Actigraphy has become an innovative approach to depression monitoring within the growing field of e-health, with strong evidence showing its validity and reliability to monitor clinical course in patients with depression on the basis of activity records. However, the novelty of actigraphy use in clinical settings raises methodological issues to be addressed in future research. First, evidence-based clinical guidelines for the use of actigraphy are still lacking6,14. Second, follow-up studies are needed to correlate actigraphy data with relevant clinical outcomes, such as response to treatment21,41 or suicidal behaviour38 across diagnoses. Third, although our patients showed high levels of acceptability, predicting compliance with actigraphs remains to be investigated.
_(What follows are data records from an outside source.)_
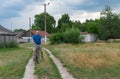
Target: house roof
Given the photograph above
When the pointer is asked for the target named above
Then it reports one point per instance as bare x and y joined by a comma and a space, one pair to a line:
27, 33
4, 31
43, 33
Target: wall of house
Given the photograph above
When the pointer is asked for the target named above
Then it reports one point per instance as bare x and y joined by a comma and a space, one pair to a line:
28, 39
5, 39
89, 38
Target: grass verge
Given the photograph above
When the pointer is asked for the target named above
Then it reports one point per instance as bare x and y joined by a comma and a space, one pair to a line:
13, 62
47, 69
91, 60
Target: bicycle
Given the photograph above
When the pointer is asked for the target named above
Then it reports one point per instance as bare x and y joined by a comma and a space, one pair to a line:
38, 54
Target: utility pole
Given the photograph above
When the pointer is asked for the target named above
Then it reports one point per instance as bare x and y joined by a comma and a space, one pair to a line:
45, 21
30, 28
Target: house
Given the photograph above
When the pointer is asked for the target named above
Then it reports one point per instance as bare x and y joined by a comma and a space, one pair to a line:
27, 36
88, 37
6, 36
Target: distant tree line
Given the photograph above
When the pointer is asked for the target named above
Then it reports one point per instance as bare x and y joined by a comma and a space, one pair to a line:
107, 27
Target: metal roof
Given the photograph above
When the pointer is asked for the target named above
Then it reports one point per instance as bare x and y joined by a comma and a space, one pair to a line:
4, 31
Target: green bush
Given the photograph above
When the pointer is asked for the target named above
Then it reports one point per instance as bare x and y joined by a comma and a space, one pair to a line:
72, 36
8, 45
69, 36
57, 38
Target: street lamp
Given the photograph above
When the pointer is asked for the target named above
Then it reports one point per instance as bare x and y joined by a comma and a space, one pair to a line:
45, 21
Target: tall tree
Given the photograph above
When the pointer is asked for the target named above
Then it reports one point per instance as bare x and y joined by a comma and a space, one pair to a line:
110, 24
39, 22
64, 23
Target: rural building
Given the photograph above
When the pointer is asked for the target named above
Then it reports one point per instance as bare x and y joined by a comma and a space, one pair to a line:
6, 36
27, 36
88, 37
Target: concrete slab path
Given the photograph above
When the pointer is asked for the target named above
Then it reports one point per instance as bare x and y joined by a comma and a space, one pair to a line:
62, 70
29, 72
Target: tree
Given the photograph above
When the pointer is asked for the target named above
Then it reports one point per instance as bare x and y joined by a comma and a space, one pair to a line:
110, 24
64, 22
39, 22
19, 30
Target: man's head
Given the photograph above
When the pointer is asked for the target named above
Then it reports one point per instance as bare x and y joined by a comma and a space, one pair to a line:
37, 33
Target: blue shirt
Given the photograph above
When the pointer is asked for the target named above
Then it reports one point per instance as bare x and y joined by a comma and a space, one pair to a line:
37, 39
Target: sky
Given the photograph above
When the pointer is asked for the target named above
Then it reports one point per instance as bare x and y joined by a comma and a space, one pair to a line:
14, 14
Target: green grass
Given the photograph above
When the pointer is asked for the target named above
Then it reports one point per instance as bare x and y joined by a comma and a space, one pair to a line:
47, 69
13, 62
91, 60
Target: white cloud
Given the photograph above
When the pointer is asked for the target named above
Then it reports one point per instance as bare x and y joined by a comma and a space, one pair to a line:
7, 3
83, 15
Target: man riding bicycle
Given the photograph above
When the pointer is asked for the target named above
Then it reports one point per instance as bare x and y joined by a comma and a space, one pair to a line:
37, 43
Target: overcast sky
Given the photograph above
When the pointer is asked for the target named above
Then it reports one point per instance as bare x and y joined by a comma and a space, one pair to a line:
15, 13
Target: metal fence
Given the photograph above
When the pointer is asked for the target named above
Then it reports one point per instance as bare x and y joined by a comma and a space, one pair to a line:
7, 39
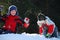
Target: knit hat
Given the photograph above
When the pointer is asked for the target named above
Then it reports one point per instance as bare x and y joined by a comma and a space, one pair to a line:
12, 7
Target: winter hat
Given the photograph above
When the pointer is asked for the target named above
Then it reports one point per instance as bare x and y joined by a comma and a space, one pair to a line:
12, 7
For instance, mobile phone-based ecological momentary assessment (EMA) may increase compliance rates42, particularly among young patients43. Finally, further mathematical methods may shed some light on the relationship between day-time activity and sleep records and how this may impact on relevant clinical outcomes, such as relapses and/or suicidality33. In keeping with this, we applied an existing mathematical model (HGP)31 to investigating the extent to which motor activity could predict hospital discharge date in a sample of depressed inpatients. The study mathematical methodology approach was novel, namely Leave-one-Out validation. From a clinical perspective, we managed to predict hospital discharge on the basis of early motor activity data by using this Machine Learning technique, which has not been tested to date.

Final remarks

Hence, not only this study has replicated the usefulness and applicability of actigraphy recording as a valid tool to objectively monitor clinical course in inpatients with depressive disorders, but also two clinically relevant findings emerged from this investigation, which add to previous research in this area. First, recording of motor activity with actigraphs appears to reflect patient clinical improvement over the inpatient episode. Second, early activity records may aid in estimating hospital discharge.